Rana merasa amarah dan kebingungannya bercampur aduk. Denting itu terdengar lagi, kali ini seolah datang dari hati yang terluka. Seperti hal-hal yang tak bisa diubah, meskipun mereka berusaha menahan ombak.
“Apa yang terjadi, Ilham?” Rana akhirnya bertanya, suaranya pelan. “Apa yang kau sembunyikan dariku? Apa yang harus aku takutkan?”
Ilham menatapnya lama, ada air mata yang hampir jatuh dari matanya, meskipun ia berusaha keras menahannya. “Aku terlibat dalam sesuatu yang diluar kendaliku. Aku melakukan banyak hal dan kembali. Tapi itu semua demi melindungimu. Jika kau tahu, jika kau terjebak dalam semua ini, Mereka akan menghancurkan kita.”
Rana terdiam, hatinya terbelah antara cinta yang masih ada dan kebingungannya yang mendalam. “Kenapa tak ada satu kata pun darimu yang membuatku merasa kita akan baik-baik saja, Ham? Kenapa semua ini terasa seperti beban yang hanya aku yang bawa?”
Ilham mengulurkan tangan, berusaha meraih tangan Rana, namun ia menarik diri. Denting itu kembali terdengar. Lonceng di kejauhan menyuarakan kebenaran yang mereka coba hindari: mereka terjebak dalam dunia yang terlalu gelap untuk dilalui tanpa terluka, Ilham percaya setelah melalui ini semua ada cahaya hangat yang diiringi senyuman yang bahagia, tidak perlu sempurna tapi cukup.

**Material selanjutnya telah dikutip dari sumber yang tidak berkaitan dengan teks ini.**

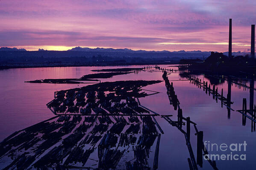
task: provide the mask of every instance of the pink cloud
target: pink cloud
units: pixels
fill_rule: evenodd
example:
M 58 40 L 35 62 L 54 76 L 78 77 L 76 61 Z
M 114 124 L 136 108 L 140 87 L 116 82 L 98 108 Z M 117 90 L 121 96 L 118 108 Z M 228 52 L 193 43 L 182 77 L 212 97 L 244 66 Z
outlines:
M 232 18 L 233 42 L 250 44 L 256 6 L 252 0 L 1 0 L 0 46 L 226 51 L 227 45 L 210 44 L 227 42 Z M 172 44 L 159 44 L 166 42 Z

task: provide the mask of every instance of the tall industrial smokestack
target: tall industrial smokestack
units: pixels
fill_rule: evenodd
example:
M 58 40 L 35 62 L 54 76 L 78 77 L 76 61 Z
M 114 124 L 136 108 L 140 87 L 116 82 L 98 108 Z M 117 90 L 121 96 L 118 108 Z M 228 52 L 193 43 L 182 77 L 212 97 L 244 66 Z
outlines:
M 232 19 L 230 19 L 230 38 L 229 41 L 229 58 L 232 58 Z
M 251 37 L 251 57 L 255 57 L 255 25 L 252 25 Z

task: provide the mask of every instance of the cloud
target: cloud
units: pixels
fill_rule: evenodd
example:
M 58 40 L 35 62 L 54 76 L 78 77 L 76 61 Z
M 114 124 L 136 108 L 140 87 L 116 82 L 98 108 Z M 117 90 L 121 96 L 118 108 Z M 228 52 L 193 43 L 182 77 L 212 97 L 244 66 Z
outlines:
M 243 51 L 256 2 L 2 0 L 0 46 L 226 51 L 232 18 L 233 49 Z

“Aku mencintaimu, Rana. Tapi aku harus melakukan ini. Aku harus menjaga jarak agar kau tidak terjebak dalam hidupku yang penuh kekerasan ini. Itu caraku mencintaimu—dengan cara yang tak kau mengerti.”

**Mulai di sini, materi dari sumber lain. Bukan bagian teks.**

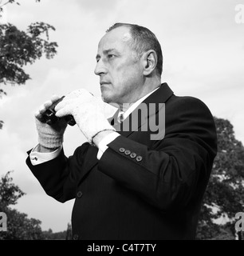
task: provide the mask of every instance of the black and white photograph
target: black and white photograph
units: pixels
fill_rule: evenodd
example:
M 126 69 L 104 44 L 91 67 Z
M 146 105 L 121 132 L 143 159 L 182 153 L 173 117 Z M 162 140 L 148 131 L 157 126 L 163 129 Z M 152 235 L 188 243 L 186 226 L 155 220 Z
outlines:
M 0 240 L 244 240 L 243 97 L 243 0 L 0 0 Z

Rana menggigit bibirnya, menahan tangis yang tak dapat ia keluarkan. Denting itu seolah semakin keras, mengingatkan mereka bahwa tak ada lagi jalan mundur.
“Aku ingin percaya padamu, Ilham. Aku ingin tahu kalau kau melakukan ini semua demi kita. Tapi… aku juga butuh cinta yang nyata. Aku butuh cinta yang bisa aku sentuh, yang bisa aku rasakan.”

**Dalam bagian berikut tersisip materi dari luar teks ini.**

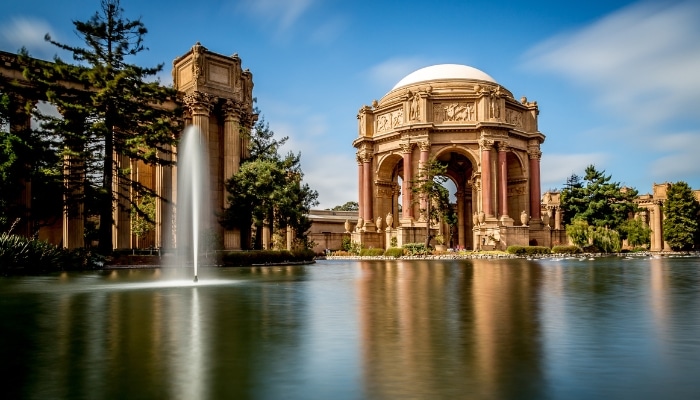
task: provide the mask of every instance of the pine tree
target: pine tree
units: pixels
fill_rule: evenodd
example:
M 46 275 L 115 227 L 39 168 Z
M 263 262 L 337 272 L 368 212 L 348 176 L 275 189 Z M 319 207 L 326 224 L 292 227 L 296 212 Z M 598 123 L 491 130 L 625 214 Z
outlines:
M 663 205 L 664 240 L 674 250 L 689 250 L 698 243 L 700 204 L 686 182 L 676 182 L 666 191 Z
M 138 193 L 136 198 L 142 193 L 155 195 L 130 180 L 128 168 L 118 169 L 116 161 L 125 156 L 151 165 L 167 164 L 161 155 L 169 153 L 176 131 L 173 111 L 163 107 L 175 91 L 152 79 L 163 64 L 143 68 L 127 61 L 147 50 L 143 45 L 147 29 L 140 19 L 129 20 L 123 13 L 119 0 L 102 0 L 101 10 L 88 21 L 73 21 L 85 47 L 46 35 L 47 41 L 72 54 L 75 65 L 56 57 L 53 64 L 41 65 L 38 73 L 32 67 L 25 69 L 25 76 L 69 117 L 47 127 L 62 138 L 66 154 L 80 161 L 69 181 L 77 179 L 75 185 L 80 185 L 81 179 L 90 180 L 88 185 L 94 188 L 103 252 L 112 250 L 112 205 L 123 196 L 114 183 Z M 127 200 L 133 205 L 132 198 Z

Ilham menunduk, matanya penuh dengan kesedihan. “Aku tak bisa memberimu itu. Tak sekarang. Mungkin tidak pernah.”
Rana merasakan hatinya berat, seolah setiap kata yang diucapkan Ilham semakin memisahkan mereka. Denting itu akhirnya menjadi keheningan, sebuah pengingat bahwa meskipun cinta masih ada di antara mereka, dunia yang mereka hadapi kini jauh lebih rumit daripada yang bisa mereka atasi bersama.